Ultimately, as you'll see, I accomplished my goal to implement a data-abort exception handler that provides insight into the fault using a simple RS-232 connection to my PC instead of any high-level debugging tool (such as a debugger connected to JTAG port).

Exception handlers
Of the six exceptions that an ARM-based processor can raise, two abort exceptions signal that the current memory access cannot be successfully completed. The first one, data-abort exception, has the second-highest priority, just after reset, as shown in Figure 1. This exception conveys that the data access transaction was unsuccessful.
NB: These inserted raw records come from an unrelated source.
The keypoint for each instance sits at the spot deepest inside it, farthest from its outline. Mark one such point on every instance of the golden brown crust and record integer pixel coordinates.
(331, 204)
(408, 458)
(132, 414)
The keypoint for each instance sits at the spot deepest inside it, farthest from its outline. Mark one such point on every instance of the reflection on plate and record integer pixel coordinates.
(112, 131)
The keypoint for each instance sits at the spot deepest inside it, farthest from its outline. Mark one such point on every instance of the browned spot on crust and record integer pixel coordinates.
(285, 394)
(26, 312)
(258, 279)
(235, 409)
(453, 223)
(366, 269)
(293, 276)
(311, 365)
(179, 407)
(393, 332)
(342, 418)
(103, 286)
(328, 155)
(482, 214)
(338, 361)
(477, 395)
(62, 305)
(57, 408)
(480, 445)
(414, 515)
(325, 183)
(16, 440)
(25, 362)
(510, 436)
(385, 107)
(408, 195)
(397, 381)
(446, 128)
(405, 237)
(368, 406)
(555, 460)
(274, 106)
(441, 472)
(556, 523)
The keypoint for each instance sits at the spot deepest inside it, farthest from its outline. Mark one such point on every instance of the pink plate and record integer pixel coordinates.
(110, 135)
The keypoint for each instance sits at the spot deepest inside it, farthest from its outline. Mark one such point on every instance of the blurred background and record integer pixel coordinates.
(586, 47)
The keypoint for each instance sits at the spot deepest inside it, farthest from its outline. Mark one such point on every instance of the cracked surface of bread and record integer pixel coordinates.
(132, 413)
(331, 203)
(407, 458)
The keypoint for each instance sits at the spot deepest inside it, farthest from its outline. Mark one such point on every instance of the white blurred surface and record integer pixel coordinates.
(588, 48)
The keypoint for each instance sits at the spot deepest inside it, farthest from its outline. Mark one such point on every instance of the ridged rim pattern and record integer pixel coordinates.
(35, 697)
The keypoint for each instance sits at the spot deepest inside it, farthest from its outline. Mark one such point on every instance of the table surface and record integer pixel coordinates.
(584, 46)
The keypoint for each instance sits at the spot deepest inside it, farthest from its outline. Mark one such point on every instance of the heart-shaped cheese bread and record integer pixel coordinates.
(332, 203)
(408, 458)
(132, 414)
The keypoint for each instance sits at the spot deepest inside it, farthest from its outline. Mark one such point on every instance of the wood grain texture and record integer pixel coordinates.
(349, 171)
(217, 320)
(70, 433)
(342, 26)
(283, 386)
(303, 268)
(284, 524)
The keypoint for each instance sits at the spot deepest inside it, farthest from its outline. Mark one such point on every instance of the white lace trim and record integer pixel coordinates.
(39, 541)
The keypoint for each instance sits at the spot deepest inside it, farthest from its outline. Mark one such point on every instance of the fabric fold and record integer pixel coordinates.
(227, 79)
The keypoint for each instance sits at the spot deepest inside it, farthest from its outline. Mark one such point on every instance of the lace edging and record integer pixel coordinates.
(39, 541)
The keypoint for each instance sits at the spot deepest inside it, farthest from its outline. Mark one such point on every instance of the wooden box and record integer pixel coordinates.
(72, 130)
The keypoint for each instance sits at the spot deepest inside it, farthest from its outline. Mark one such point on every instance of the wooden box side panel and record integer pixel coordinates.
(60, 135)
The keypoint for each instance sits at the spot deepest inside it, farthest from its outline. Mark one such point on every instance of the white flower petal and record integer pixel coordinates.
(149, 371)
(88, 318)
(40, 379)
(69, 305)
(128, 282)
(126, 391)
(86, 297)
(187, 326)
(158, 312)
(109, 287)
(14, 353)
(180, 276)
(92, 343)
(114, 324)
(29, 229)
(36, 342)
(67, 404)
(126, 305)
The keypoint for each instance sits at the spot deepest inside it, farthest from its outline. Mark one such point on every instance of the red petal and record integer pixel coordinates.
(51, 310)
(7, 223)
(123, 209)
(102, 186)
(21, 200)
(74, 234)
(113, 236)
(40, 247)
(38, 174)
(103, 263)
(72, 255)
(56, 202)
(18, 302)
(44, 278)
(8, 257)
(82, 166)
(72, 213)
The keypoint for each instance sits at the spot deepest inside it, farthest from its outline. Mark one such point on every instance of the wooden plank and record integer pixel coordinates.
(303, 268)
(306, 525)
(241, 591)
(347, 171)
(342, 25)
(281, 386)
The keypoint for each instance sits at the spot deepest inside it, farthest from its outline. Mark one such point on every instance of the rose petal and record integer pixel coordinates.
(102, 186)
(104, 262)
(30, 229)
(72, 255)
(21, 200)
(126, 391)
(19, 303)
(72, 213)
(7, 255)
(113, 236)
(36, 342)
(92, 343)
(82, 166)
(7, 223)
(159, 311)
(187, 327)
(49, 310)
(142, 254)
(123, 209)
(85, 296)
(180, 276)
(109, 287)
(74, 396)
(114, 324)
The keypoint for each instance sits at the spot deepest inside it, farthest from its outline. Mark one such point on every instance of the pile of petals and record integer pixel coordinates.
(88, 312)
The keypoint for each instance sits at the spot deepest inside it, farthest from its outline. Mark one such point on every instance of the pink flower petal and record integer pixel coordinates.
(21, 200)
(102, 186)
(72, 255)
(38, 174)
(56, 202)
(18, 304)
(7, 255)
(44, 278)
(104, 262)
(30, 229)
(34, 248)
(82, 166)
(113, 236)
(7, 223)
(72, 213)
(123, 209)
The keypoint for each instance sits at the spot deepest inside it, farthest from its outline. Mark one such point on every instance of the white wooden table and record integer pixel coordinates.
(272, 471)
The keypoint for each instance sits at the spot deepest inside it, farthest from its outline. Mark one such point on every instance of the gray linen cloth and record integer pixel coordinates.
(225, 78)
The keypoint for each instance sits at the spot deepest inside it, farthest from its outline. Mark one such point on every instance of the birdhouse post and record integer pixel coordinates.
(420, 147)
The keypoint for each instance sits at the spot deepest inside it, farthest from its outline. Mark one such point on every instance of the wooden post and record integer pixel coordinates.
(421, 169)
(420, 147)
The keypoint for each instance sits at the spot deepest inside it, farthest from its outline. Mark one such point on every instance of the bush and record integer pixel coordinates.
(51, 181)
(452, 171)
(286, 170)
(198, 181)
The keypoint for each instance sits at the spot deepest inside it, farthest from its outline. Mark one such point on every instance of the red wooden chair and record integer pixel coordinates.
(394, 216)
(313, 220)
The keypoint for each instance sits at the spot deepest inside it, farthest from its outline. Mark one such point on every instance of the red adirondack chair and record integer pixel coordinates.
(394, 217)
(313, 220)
The second is the prefetch-abort exception, which has the second-lowest priority, just one notch above the software interrupts. This abort is invoked when the processor is unable to fetch an instruction from memory. In this article, I concentrate on explaining why data-abort exceptions occur; the prefetch-abort exceptions are beyond our scope.

View the full-size image

Many 32-bit embedded systems use a real-time operating system (RTOS), but not every RTOS comes with a data-abort exception handler, thus putting the responsibility for those aborts in the hands of the programmer. After all, the experts tell us "efficient handlers can dramatically improve system performance."2

Figure 2 shows a sneak-preview of the data-abort exception handler's output.

View the full-size image

The exception handler is a simple UART driver that performs a register dump with the disassembled instruction that caused the data-abort exception. For example:

Processor aborted due to execution of instruction stmeqia located at address 0x0000 0230. Reason: a memory write was initiated at the top of SRAM (register r8=r7, before write) extended into Reserved Area range (register r8, after write).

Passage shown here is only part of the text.